To double a ratio means to multiply it by 2/1.
Thus:
L/A doubled = (2/1)(2/5) = 4/5.

Original L/E = 2/8 = 4/16.
After L/E increases, the following options are possible:
L/E = 4/15, 4/14, 4/13...

Thus:
Options for L:A:E = 4:5:15, 4:5:14, 4:5:13...

In the ratios above, L=4.
The problem states that T<30.
The percentage of little dogs must be an integer value.
Thus, when L/T is converted to a percentage, the result must be an integer.
Options for L/T:
4/25 = 16/100 = 16%.
4/20 = 20/100 = 20%
4/10 = 40/100 = 40%.
These fractions imply that T=25, T=20, or T=10.

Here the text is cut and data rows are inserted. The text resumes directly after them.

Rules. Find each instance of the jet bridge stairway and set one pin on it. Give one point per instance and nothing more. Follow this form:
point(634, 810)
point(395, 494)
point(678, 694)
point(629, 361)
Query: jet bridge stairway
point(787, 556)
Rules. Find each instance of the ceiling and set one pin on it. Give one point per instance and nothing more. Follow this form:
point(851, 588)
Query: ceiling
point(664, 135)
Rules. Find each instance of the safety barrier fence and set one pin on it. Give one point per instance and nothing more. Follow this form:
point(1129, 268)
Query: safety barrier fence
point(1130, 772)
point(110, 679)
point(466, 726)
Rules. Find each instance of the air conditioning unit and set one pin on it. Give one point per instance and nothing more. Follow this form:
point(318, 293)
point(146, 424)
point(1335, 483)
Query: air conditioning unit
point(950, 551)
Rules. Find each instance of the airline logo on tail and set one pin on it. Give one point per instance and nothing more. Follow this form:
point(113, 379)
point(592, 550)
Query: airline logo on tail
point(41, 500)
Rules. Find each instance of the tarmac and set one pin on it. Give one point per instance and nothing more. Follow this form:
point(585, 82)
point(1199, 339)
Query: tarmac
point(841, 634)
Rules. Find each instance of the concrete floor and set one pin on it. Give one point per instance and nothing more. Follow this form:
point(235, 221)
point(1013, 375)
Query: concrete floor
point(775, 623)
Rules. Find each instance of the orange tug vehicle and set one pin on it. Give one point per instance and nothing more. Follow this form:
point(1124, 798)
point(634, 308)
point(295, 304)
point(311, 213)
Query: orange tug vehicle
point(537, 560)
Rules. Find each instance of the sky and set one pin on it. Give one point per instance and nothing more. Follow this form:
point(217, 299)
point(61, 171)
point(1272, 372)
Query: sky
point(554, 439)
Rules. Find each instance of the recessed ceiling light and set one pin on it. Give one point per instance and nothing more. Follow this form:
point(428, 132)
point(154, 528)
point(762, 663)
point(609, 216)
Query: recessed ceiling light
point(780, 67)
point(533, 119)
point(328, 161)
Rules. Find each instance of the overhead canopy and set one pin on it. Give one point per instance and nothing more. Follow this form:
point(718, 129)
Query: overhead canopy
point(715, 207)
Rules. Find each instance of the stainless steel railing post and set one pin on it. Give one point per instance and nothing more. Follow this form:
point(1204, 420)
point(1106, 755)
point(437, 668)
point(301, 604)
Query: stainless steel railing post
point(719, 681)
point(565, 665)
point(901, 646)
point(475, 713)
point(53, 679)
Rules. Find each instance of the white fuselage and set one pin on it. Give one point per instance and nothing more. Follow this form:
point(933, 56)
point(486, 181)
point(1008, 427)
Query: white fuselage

The greatest possible value of T occurs when L:A:E = 4:5:15, implying that L=4, A=5, and E=15.
Here, T=4+5+15=24.
Thus, it is not possible that T=25.

The next greatest option is T=20.
If L:A:E = 4:5:11, then L=4, A=5, and E=11.
Here, T=4+5+11=20.
In this case:
L/T = 4/20 = 20%.
A/T = 5/20 = 1/4 = 25%.
E/T = 11/20 = 55/100 = 55%.

Thus, the new percentage of enormous dogs could be 55%.

The correct answer is D.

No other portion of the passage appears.